Ascites, multiple corpus luteum, hydrosalpinx, and endometrioma, which are common sonographic findings in patients who receive ART, may confuse clinical practitioners. Enlarged fibroids during early pregnancy were another common confounding factor [6]. In addition, the presence of an intrauterine pregnancy will lessen the alertness of extrauterine mass. Hence, the reproductive specialist should always keep the numbers of embryo and previous ultrasound findings in mind. Ectopic pregnancy should always be suspected when more than one embryo is transferred, even after post-bilateral salpingectomy. Any uterine and adnexal masses should be compared to previous findings.

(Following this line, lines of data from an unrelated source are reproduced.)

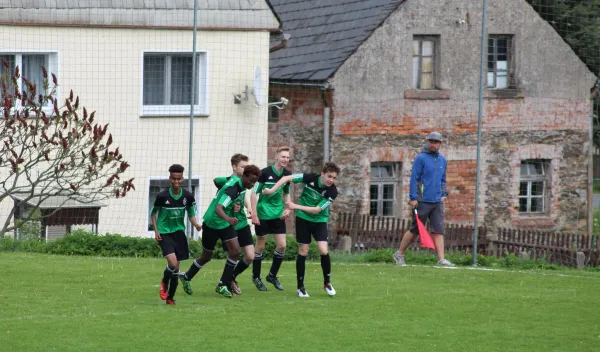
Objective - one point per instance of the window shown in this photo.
(273, 110)
(30, 65)
(167, 84)
(383, 189)
(533, 187)
(163, 184)
(499, 55)
(424, 65)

As an adjunct to ultrasound, MRI may serve in improved diagnostic accuracy for cases with high clinical suspicion of HP [7]. There are no specific sonographic features of leiomyoma. However, MRI shows a myoma with uniform or peripheral high T1 signal intensity [8]. Serial serum beta-hCG concentration may not be reliable in diagnosis of HP because of the coexistence of an intrauterine pregnancy. However, higher than usual levels of beta-hCG should evoke the possibility of heterotopic pregnancy [3]. According to a review of 30 HPs after IVF-ET, the overall live birth rate for intrauterine pregnancies with accompanying cornual pregnancies was 56.5%, if the mothers had been promptly diagnosed and appropriately treated [1].

In conclusion, high clinical suspicion and serial pelvic ultrasound scan for high-risk patients, even when an early gestation has been noted, are crucial for the early detection and prompt action of heterotopic cornual pregnancy.